Beware of Gamaredon and Killnet's DDoS Attacks
Researchers at China-based cyberthreat intelligence company 360 Qihoo reportedly found a series of DDoS attacks launched by the Russia-affiliated group Gamaredon, which it calls APT-C-53. The company also reported that the group has released the code of a DDoS Trojan called LOIC which is an open-source software found on GitHub.
This malware copy was found between March 4 and March 5, just a few days after the Russian invasion of Ukraine began, the researchers say.
During monitoring of a batch of C2 servers that the researchers at Qihoo believe to belong to the threat group, Qihoo found multiple C2 servers distributing LOIC, which is compiled in [.]net.

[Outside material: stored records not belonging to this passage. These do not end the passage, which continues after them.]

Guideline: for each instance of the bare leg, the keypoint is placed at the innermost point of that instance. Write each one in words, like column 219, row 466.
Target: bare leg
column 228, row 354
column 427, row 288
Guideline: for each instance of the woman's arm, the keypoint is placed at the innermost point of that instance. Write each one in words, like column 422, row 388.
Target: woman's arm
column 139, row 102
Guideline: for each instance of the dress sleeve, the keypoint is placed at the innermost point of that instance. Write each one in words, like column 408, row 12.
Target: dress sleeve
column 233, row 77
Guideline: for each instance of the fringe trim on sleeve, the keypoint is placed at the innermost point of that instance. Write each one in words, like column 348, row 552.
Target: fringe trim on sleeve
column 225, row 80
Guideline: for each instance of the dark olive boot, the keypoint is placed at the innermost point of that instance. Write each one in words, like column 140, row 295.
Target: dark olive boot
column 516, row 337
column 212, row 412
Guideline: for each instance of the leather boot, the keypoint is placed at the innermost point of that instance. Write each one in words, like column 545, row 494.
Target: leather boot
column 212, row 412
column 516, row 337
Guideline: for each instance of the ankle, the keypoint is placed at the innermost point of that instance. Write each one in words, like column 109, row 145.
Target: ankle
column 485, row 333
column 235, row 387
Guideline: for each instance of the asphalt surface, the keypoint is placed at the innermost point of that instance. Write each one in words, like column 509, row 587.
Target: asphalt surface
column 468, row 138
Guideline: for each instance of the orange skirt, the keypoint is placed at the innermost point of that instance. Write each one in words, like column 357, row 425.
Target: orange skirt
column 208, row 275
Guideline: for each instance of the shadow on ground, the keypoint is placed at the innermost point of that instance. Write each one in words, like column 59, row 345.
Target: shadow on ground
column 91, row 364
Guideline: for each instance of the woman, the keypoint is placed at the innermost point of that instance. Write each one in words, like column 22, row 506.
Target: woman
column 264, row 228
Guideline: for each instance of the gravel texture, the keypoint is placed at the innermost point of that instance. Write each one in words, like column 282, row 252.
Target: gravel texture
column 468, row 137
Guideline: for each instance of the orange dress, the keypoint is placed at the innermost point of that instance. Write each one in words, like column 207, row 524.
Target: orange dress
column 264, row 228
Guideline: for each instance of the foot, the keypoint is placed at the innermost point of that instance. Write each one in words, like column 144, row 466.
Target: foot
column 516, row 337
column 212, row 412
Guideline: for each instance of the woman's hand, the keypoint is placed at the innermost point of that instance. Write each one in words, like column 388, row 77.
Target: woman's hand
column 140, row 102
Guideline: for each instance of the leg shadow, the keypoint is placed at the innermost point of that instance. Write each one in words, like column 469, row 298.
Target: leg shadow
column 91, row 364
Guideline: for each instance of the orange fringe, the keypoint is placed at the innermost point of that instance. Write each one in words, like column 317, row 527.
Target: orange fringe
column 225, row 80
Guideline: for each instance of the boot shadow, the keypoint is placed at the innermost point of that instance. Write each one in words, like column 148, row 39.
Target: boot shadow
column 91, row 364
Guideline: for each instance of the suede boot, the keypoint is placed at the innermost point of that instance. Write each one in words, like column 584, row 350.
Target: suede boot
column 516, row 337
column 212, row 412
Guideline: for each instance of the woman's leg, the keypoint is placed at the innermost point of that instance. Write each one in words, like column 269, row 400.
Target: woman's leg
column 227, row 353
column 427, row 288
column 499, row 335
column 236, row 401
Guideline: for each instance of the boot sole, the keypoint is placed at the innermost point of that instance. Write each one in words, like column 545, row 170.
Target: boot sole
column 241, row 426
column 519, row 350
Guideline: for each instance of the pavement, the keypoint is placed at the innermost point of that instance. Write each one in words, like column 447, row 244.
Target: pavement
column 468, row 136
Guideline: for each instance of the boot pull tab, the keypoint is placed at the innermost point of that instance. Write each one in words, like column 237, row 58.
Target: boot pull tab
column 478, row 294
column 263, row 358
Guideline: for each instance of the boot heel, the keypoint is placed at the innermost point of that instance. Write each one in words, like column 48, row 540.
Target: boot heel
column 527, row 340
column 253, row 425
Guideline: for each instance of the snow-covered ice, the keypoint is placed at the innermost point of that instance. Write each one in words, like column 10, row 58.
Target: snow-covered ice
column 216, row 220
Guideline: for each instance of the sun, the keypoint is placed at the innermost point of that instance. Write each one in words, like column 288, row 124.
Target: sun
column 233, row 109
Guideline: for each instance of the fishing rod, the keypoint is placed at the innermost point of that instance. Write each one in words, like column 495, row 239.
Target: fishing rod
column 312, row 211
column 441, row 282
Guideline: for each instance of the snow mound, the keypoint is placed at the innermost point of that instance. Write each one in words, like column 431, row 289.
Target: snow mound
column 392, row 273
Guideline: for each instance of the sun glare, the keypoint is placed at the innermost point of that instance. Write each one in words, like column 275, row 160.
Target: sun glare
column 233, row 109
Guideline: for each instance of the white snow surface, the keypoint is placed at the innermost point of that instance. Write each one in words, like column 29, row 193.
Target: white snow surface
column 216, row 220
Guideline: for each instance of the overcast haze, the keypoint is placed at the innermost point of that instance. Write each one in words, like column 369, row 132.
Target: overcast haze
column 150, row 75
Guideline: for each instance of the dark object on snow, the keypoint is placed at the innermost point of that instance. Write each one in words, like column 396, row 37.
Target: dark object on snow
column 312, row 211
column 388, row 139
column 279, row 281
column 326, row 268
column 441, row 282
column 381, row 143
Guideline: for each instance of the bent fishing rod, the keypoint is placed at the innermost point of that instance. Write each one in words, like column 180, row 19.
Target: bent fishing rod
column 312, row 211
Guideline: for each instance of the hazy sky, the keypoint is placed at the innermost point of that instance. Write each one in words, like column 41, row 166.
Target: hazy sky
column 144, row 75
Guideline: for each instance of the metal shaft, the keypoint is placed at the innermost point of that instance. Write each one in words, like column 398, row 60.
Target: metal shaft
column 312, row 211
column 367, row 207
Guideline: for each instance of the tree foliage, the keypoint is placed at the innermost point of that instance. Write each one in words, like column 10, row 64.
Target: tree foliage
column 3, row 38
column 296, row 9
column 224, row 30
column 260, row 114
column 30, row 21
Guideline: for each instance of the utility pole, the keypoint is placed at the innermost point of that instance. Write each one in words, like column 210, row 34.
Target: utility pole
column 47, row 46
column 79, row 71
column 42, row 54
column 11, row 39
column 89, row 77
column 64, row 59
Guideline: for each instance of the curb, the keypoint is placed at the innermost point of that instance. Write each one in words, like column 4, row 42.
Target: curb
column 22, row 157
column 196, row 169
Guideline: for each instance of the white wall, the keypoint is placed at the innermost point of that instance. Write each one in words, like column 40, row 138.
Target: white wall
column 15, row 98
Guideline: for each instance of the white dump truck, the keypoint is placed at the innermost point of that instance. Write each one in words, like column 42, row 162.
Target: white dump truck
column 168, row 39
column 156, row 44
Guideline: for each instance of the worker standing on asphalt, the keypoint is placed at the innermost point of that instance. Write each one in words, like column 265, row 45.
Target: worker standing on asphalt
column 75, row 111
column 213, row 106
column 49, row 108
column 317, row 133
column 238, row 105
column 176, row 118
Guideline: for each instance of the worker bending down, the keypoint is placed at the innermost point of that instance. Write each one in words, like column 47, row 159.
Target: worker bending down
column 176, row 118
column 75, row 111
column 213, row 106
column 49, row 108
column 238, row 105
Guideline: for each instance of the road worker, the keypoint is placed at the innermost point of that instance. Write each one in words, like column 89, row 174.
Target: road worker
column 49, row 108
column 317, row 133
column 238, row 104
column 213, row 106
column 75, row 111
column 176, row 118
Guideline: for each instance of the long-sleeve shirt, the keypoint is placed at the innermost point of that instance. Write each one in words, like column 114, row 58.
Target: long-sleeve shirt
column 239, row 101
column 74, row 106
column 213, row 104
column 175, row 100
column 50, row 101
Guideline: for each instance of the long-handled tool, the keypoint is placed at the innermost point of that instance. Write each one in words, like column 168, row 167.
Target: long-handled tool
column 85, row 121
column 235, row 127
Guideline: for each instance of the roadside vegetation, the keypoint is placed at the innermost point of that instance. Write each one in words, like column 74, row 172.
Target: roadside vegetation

"The distribution of the LOIC Trojan may be the prelude to a new round of DDoS attacks," the researchers say.
The attacks are not restricted to within Ukraine, and on Monday, Italy's Computer Security Incident Response Team issued an alert to raise awareness about the potential risk of cyberattacks against its national entities.
The Italian CSIRT also referred to DDoS attacks that the country suffered during the Eurovision music competition held in Turin (see: Italian Police Repel Online Attempt to Disrupt Eurovision).
At the time, the Killnet group had vowed reprisals for blocking Russia from the annual music competition and in past couple of days, Killnet's operators have been actively posting messages on its Telegram channel about attacks against Italy.
"Following the malicious campaigns perpetrated by Russian-linked actors and the DDoS attacks that occurred between May 11 and 21, against national subjects, as part of the monitoring activities carried out by CSIRT Italy, signals and threats continue to be detected of possible imminent attacks to damage in particular public national subjects, private subjects that provide a public utility service or private subjects whose image is identified with the country of Italy," the Italian CSIRT alert says.